Stata calculated the difference (diff) between the two proportions as prop(evolved) - prop(electron), so the alternative hypothesis Ha: diff < 0 is also the hypothesis that the proportion giving the right answer for evolved is smaller than the proportion giving the right answer for electron, while Ha: diff > 0 is the hypothesis that the proportion giving the right answer for electron is greater than evolved.
If your research hypothesis is that more people know about evolution than the size of electrons, the relevant alternative hypothesis is Ha: diff > 0, and the very large p-value suggests you should reject the alternative and accept the null hypothesis (no difference). This finding would not support your research hypothesis.
If your research hypothesis is that some people choose not to answer "true" to the evolved question for religious reasons, then the relevant alternative hypothesis is Ha: diff < 0 and the low p-value suggests you should reject the null hypothesis and accept the alternative. This finding is consistent with your research hypothesis.

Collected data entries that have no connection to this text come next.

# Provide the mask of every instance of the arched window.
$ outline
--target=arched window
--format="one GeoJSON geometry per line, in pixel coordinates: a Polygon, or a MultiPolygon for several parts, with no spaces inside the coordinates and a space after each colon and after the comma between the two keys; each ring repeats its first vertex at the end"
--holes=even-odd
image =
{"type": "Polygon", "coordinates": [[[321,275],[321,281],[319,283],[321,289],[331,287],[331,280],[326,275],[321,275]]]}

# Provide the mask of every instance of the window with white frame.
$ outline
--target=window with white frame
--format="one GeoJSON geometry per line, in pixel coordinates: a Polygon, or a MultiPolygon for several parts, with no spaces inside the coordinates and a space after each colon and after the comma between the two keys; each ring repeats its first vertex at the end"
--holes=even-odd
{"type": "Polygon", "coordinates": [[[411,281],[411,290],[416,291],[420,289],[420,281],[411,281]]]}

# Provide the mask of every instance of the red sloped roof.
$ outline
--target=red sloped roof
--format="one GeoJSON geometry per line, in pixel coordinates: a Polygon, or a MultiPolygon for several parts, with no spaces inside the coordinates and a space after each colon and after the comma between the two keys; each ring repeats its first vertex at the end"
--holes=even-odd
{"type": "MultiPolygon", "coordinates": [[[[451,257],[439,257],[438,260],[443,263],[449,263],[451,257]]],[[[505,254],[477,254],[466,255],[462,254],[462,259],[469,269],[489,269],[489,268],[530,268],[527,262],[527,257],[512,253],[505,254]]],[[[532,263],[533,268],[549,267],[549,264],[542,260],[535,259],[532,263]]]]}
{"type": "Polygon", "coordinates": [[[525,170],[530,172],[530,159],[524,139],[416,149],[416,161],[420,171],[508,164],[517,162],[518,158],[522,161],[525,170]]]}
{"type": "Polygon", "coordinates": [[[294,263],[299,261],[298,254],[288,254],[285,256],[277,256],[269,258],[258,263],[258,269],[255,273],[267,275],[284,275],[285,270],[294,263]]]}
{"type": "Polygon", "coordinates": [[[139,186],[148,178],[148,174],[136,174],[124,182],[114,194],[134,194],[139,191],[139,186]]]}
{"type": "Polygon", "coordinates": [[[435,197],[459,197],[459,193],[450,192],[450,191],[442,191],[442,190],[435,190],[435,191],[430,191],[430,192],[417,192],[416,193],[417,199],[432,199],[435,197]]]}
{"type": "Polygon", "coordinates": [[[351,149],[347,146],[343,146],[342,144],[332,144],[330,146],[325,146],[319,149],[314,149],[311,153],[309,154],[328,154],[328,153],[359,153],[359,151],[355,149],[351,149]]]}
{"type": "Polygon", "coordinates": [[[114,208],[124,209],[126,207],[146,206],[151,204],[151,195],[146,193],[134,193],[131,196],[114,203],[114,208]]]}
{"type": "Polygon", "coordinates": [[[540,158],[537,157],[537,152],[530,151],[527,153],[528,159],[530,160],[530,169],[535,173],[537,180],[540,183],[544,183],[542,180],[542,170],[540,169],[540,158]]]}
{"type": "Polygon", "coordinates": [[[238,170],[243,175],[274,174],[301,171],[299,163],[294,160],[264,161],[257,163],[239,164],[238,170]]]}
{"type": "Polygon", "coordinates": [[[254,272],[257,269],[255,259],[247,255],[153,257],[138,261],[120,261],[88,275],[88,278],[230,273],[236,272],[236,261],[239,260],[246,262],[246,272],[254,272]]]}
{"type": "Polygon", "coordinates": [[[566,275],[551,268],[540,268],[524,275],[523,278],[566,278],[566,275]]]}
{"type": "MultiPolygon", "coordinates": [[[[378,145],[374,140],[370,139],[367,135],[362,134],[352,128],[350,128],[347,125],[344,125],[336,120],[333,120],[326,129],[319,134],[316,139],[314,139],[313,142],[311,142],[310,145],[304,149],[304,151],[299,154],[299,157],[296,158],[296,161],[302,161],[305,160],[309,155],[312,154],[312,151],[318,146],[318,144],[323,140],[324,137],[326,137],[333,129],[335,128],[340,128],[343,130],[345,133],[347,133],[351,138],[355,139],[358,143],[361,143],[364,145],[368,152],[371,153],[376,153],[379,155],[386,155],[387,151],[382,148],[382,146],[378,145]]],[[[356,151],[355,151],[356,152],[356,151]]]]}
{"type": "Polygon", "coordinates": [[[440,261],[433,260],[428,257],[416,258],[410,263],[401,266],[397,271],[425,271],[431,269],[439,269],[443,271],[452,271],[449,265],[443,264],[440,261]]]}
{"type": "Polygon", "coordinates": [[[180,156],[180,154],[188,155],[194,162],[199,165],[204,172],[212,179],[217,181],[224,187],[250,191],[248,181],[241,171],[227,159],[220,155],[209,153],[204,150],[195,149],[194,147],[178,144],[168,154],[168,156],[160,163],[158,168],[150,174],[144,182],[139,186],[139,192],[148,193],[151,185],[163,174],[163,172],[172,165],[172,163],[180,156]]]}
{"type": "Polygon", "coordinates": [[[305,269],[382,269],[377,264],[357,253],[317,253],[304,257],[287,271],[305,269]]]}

Hypothesis: Two Subsamples have the Same Proportion
But if we think people are choosing not to answer "true" to the evolve question for religious reasons, we should see a difference in the proportion responding "true" between religious respondents and non-religious respondents. We can test that with the following syntax:
prtest evolve, by(religious)
Two-sample test of proportions 0: Number of obs = 48 1: Number of obs = 57 ------------------------------------------------------------------------------ Variable | Mean Std. Err. z P>|z| [95% Conf. Interval] -------------+---------------------------------------------------------------- 0 | .7291667 .0641422 .6034503 .8548831 1 | .4035088 .0649817 .276147 .5308706 -------------+---------------------------------------------------------------- diff | .3256579 .0913063 .1467008 .504615 | under Ho: .0974115 3.34 0.001 ------------------------------------------------------------------------------ diff = prop(0) - prop(1) z = 3.3431 Ho: diff = 0 Ha: diff < 0 Ha: diff != 0 Ha: diff > 0 Pr(Z < z) = 0.9996 Pr(|Z| > |z|) = 0.0008 Pr(Z > z) = 0.0004
Stata calculates the difference (diff) as prop(0) - prop(1), or proportion of non-religious people who answered true minus proportion of religious people who answered true. Thus the hypothesis that religious people are less likely to answer true is Ha: diff > 0 and the very low p-value associated with it suggests we should reject the null and accept that alternative hypothesis.

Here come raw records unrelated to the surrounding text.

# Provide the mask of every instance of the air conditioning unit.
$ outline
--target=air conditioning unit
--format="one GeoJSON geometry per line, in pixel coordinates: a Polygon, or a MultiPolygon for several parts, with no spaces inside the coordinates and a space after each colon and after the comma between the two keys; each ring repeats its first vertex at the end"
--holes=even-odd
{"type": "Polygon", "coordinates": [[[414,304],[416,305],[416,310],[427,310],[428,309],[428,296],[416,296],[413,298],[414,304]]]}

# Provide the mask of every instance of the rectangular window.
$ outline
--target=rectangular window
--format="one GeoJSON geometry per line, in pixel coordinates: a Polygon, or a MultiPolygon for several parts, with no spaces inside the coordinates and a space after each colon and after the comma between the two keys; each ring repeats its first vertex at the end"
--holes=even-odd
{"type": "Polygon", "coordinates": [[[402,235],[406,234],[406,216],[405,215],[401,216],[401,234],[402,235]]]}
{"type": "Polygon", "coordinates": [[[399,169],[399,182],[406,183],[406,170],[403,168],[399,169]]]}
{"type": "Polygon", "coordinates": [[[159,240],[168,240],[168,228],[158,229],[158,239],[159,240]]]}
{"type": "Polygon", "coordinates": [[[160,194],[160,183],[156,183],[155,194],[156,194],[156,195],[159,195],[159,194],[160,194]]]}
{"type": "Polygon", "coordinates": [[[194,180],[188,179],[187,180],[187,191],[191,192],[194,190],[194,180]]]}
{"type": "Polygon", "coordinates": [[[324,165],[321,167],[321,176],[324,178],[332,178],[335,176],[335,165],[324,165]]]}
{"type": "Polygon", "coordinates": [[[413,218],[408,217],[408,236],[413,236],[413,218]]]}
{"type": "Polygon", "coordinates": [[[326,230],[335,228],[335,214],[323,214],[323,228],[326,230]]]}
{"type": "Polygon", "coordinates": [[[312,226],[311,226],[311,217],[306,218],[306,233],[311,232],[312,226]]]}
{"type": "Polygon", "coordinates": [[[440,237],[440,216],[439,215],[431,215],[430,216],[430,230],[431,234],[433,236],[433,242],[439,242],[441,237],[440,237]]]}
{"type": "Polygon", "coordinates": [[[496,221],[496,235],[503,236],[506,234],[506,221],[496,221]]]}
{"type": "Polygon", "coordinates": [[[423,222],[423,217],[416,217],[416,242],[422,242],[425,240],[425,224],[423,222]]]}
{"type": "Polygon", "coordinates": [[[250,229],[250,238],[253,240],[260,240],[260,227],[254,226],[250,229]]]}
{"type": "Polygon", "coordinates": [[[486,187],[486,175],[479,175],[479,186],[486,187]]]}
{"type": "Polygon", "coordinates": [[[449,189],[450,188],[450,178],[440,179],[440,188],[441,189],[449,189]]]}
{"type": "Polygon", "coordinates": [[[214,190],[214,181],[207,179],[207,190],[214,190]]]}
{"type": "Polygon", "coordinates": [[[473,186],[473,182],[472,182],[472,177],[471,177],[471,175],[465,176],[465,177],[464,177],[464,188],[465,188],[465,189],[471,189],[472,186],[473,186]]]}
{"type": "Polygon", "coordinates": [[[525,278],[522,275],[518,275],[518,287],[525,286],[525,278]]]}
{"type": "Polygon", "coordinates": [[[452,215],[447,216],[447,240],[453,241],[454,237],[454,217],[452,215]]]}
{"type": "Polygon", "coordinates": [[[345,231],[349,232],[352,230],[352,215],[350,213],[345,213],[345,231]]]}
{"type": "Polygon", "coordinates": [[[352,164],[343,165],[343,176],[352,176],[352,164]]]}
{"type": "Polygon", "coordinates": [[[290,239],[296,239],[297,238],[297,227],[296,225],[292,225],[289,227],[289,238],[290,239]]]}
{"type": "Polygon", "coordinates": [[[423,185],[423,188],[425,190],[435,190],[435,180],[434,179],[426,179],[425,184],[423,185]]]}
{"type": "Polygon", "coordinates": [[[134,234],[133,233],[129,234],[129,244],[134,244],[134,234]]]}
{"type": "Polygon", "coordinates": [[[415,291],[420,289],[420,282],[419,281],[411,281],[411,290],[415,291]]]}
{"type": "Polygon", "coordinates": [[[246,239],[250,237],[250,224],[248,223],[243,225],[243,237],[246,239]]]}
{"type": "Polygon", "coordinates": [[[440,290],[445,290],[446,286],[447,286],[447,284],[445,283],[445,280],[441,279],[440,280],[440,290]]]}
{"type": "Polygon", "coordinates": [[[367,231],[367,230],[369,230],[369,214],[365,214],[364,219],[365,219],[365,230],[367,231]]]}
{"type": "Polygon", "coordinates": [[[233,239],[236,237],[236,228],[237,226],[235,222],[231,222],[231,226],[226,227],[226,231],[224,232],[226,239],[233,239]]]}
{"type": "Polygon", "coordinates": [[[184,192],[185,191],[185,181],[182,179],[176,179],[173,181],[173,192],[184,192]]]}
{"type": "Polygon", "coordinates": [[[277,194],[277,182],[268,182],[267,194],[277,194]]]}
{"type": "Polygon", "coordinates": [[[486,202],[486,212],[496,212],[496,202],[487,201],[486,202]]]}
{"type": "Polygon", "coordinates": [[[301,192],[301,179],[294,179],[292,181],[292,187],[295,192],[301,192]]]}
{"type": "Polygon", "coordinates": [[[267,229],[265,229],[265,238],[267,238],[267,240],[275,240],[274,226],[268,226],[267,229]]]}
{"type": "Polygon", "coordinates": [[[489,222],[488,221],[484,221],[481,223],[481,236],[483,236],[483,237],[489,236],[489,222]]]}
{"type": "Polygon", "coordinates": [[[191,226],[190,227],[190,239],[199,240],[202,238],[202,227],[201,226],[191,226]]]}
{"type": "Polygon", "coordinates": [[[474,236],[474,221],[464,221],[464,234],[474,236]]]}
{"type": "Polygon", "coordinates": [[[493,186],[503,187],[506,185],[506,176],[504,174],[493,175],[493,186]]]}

On the other hand, it's possible that that religious people simply know less about science. If that were the case, we would expect the proportion of religious people who respond correctly to electron to be lower than the proportion of non-religious people:
prtest electron, by(religious)
Two-sample test of proportions 0: Number of obs = 36 1: Number of obs = 47 ------------------------------------------------------------------------------ Variable | Mean Std. Err. z P>|z| [95% Conf. Interval] -------------+---------------------------------------------------------------- 0 | .6944444 .0767737 .5439707 .8449182 1 | .7234043 .0652476 .5955214 .8512871 -------------+---------------------------------------------------------------- diff | -.0289598 .1007544 -.2264348 .1685152 | under Ho: .1004136 -0.29 0.773 ------------------------------------------------------------------------------ diff = prop(0) - prop(1) z = -0.2884 Ho: diff = 0 Ha: diff < 0 Ha: diff != 0 Ha: diff > 0 Pr(Z < z) = 0.3865 Pr(|Z| > |z|) = 0.7730 Pr(Z > z) = 0.6135
The high p-value associated with Ha: diff > 0 suggests you should accept the null hypothesis (no difference) instead. In fact the proportion of religious people who answered electron correctly is slightly higher than the proportion of non-religious people, but the difference is not significant (no matter which specific alternative hypothesis you choose to test).
While it is certainly not conclusive, this combination of results supports the research hypothesis that some religious people choose not to answer "true" to the evolved question for religious reasons despite likely being aware of the scientific consensus on the issue. (On the other hand, note that 40% of religious people did answer "true" while 27% of non-religious people answered "false.")
Saving the Data?
In order to carry out this analysis you had to create two variables (female and religious) and recode two others (evolve and electron). Should you save the modified data set?
If this is the end of your analysis you don't need to. The commands to create and recode those variables are stored in the do file, so it will load the original GSS sample, create the variables it needs, and then carry out the analysis any time you run it.
If you want to carry out more analysis using these variables, you could save the data set with a command like:
save gss2, replace
You could then write a new do file that starts by loading gss2, and it will be able to use the new and modified variables immediately.
What you should not do is save the modified data set with the same name as the original data set (gss_sample) so that it overwrites the original data. If you do that, your do file will not work because the variables female and religious will already exist and Stata won't allow you to create them again. Worse, if it turns out that you made a mistake, you'll need to download the data set again to fix it rather than being able to just fix your do file and run it again.
For research work, we recommend putting data preparation (e.g. creating and recoding variables) and analysis in separate do files. That way you can be sure that all your analysis is based on the same data.
Complete Do File
The following is a complete do file for this section.
capture log close
log using prtests.log, replace
clear all
set more off
use gss_sample
gen female=(sex==2)
recode evolved (2=0)
recode electron (2=0)
gen religious=(relpersn<3) if relpersn<.
prtest female=0.508
prtest evolved=electron
prtest evolve, by(religious)
prtest electron, by(religious)
save gss2,replace
log close
Last Revised: 12/30/2016